KI auf Ihrem Pitchdeck? Standardmaterial. Langweilig, wirklich. Jeder hat es.
Stellen Sie sich das also vor.
Ein Gründer hat gerade 20 Millionen US-Dollar von Cathie Woods ARKInvest erhalten. Und sie machten sich überhaupt nicht die Mühe, dieses aus zwei Buchstaben bestehende Schlagwort in ihre Materialien zu schreiben. Der Raum war eSports-Gamification, Loyalität und so etwas. Seltsamerweise war ARK zuvor von einem anderen Spieler in genau dieser Arena verbrannt worden. Man muss sich also fragen, warum das Gespräch überhaupt hier begann.
Manchmal machen die leisesten Wetten den lautesten Lärm.

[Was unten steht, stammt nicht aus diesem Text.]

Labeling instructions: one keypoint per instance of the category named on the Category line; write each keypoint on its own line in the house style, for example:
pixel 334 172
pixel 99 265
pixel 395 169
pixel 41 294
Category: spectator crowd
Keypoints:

Lucra tritt auf. Dylan Robbins, der Gründer und CEO, traf sich mit Julie Bort für eine aktuelle Folge des Equity-Podcasts von TechCrunch, um zu erklären, was los ist. Lucra baut keinen vagen Chatbot. Sie bieten eine White-Label-Plattform, die einfache, freundliche Wettbewerbe in seriöse Treueprogramme verwandelt. Wer nutzt es? Golfplätze. Arkaden. Pickleball-Vereine. 🏓
Es funktioniert.
Leute spielen. Sie kommen zurück. Marken lieben das. Robbins weiß, dass ARK in diesem Sektor eine nicht gerade schöne Geschichte hat, was diesen jüngsten Schritt umso merkwürdiger macht. Warum auf einem Feld verdoppeln, wo der Geldverdiener zuvor gestolpert war? Vielleicht glaubt er einfach an die Mechanik. Vielleicht ist der Rest von uns einfach zu sehr auf den KI-Hype fokussiert.
Das Geld ist jedoch echt.
Zwanzig Millionen. Für Treue-Apps. Für Pickleball. Für Dinge, die auf Gras oder Beton passieren.
Gibt es überhaupt jemanden, der darauf achtet, was funktioniert und was gerade am lautesten schreit?